I work on an application with a steady data income of 400 MB/hr. For that purpose we have setup 10 redo log groups with a size 100MB each. Therefore, we roll over a log approx. every 15min.

Because of limited disk space, we have a retention job which deletes 'old' data after a certain time. When this job is run it is doing a delete cascade based on timestamps. So far so good…

When the data removal process is running the redo log interval shortens to 15s and after 9 log rollovers we see the infamous 'Checkpoint not completed' message.

We oberserved with top and iotop how the log writer (ora_lgwr_XXXX) and database writers (ora_dbwX_XXXX) behave and found that the database writers are completely idle until the point of 'Checkpoint not complete'. The logwriter writes with MB/s and the database writers idle. Regarding the documentation the database writers start on created checkpoints and these are created after every redo log rollover.

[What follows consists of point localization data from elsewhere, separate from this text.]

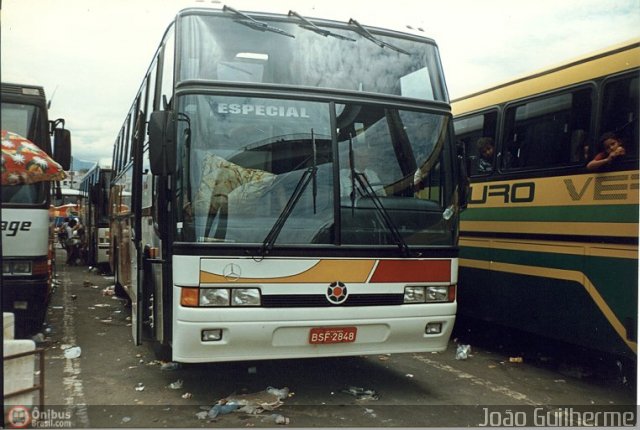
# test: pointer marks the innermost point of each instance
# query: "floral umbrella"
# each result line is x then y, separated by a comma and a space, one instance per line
24, 163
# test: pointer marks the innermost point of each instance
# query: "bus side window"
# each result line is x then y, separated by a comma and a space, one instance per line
548, 132
478, 133
620, 111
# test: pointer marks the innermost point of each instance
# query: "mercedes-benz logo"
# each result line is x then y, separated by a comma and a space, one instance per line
337, 293
231, 272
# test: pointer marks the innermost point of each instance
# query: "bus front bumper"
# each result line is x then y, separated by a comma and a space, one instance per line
275, 337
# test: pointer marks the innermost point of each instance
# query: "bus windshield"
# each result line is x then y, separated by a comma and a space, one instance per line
270, 171
23, 119
350, 58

So, why are the database writers not working until the redo logs are all full?

Shouldn't I see some significant I/O for the database writers after the first checkpoint is completed with the first redo log rollover?

We see some accumalted kBs for the two datbase writers before the 'Checkpoint not completed' message with at least 9 redo log rollovers. Afterwards, the database writers store the data with a rate of MB/s to database.

Can the database writer processes made more aggressive? Idealy depending on the amount of data pending in the redo logs? I do not need to have every byte integrated into database files immeditially, but when a lot of data is pending in the database buffer cache (and the redo logs are still active) and a lot of data is coming in, there should be a mechanism to drive the database writers to a higher performance?

Metadata:

  • 8 vCPUs
  • 56 GB RAM
  • Oracle 11.2.0.3
  • log_checkpoint_interval=0
  • log_checkpoint_timeout=1800
  • db_writer_processes=1
  • 10 redo log groups, 100MB each
  • 1 1TB parition via iSCSI for all data (oradata)

Best Answer

I guess you could play with the fast_start_io_target and log_checkpoint_timeout initialization parameters to entice database writers to write out dirty blocks more aggressively. Unless your redo logs are on a different I/O path from your data files, you are unlikely to see any benefits from this though, because both log and database writers will compete for the same I/O bandwidth. A better choice, as others have mentioned, would be to increase the size of your redo logs to accommodate long-running transactions.